Big Daddy: Oh, well shitfire! If you don't wear 'em as you ride up, that just defeats the purpose!
Unnamed Baghead: Well, I can't see in this fuckin' thing! [takes bag off]
Unnamed Baghead: I can't breathe in this fuckin' thing, and I can't ride in this fuckin' thing!
Willard: Well fuck all y'all! I'm going home! You know, I watched my wife work all day gettin' thirty bags together for you ungrateful sons of bitches! And all I can hear is criticize, criticize, criticize! From now on, don't ask me or mine for nothin'!
Big Daddy: Now look. Let's not forget why we're here. We gotta kill a nigger over that hill there! And we gotta make a lesson out of him!
Bag Head
2: Okay, I'm confused. Are the bags on or off?
Robert: I think... we all think the bag was a nice idea. But - not pointin' any fingers - they coulda been done better. So, how 'bout, no bags this time - but next time, we do the bags right, and then we go full regalia. [all agree]
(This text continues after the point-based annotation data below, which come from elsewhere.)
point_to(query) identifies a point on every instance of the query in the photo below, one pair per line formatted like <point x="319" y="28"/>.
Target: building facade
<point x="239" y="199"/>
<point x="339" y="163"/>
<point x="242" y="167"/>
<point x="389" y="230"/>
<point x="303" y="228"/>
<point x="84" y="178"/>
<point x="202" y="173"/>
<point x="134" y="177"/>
Big Daddy: Wait a minute! I didn't say 'no bags'!
Bag Head
2: But nobody can see.
Big Daddy: So?
Bag Head
2: So, it'd be nice to see.
Big Daddy: Goddammit! This is a raid! I can't see! You can't see! So what? All that matters is can the fuckin' horse see? That's a raid!

Movie: Django Unchained
Calvin Candie: [about Django]He is a rambunctious sort, ain't he?